At the time, the 35-year-old Shostakovich was head of the Leningrad Conservatoire’s piano department. He began work on his Seventh Symphony in the first hot days of July. “Neither savage raids, German planes, nor the grim atmosphere of the beleaguered city could hinder the flow,” he recalled. “I worked with an inhuman intensity I have never before reached.”
More than 600,000 people died in the siege. After enduring the terrible conditions for a month, Shostakovich agreed to be evacuated to Moscow, taking the completed first three movements of the symphony along. With the rest of the government, he was then evacuated once more, this time to the temporary capital of Kuibyshev on the river Volga where he finished the symphony in December 1941.

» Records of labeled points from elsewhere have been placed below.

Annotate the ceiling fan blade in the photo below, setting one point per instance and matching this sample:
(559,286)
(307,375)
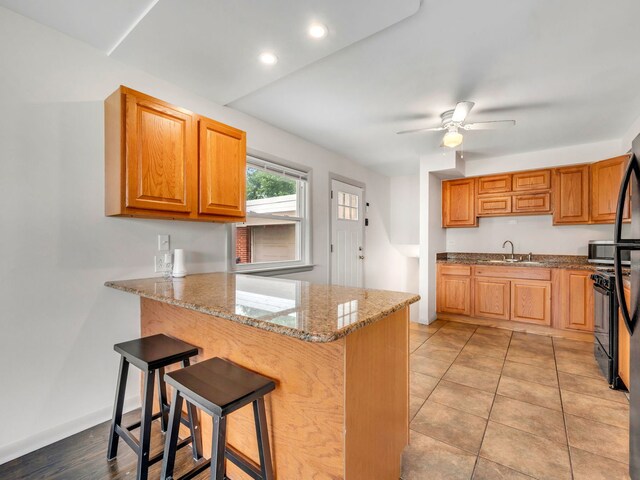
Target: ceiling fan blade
(434,129)
(461,111)
(490,125)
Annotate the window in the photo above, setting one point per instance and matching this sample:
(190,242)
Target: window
(275,233)
(347,206)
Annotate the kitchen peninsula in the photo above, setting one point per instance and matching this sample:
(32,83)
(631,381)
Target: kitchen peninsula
(339,357)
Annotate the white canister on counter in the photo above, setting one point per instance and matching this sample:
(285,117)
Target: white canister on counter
(179,269)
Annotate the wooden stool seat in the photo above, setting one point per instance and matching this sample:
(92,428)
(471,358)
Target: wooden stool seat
(219,388)
(151,355)
(156,351)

The mammoth work runs for over 78 minutes (the first movement alone lasts nearly half an hour). Shostakovich asks for an equally gargantuan orchestra including eight horns, six trombones, two harps, a piano, three side drums and a full complement of other percussion instruments.
The first performance was given on March 5, 1942 by the Orchestra of the Bolshoi Theatre, which had also been evacuated to Kuibyshev, conducted by Samuil Samosud. But before Leningrad heard the work, it was broadcast by the BBC on June 22, 1942 – the first anniversary of Russia’s entry into the war – conducted by Sir Henry Wood.
But how?
A microfilm of the score had been smuggled out of Russia and it was in this way that the US, too, heard the symphony before Leningrad when Toscanini conducted the NBC Symphony in a broadcast on July 19, 1942.
The “Leningrad” was finally performed in Leningrad itself on August 9 and, until the end of the 1940s, enjoyed great popularity. But it later fell out of favour and only regained popularity in the 1960s. Despite its often obvious effects, Shostakovich’s Seventh is a stirring piece of contemporary history.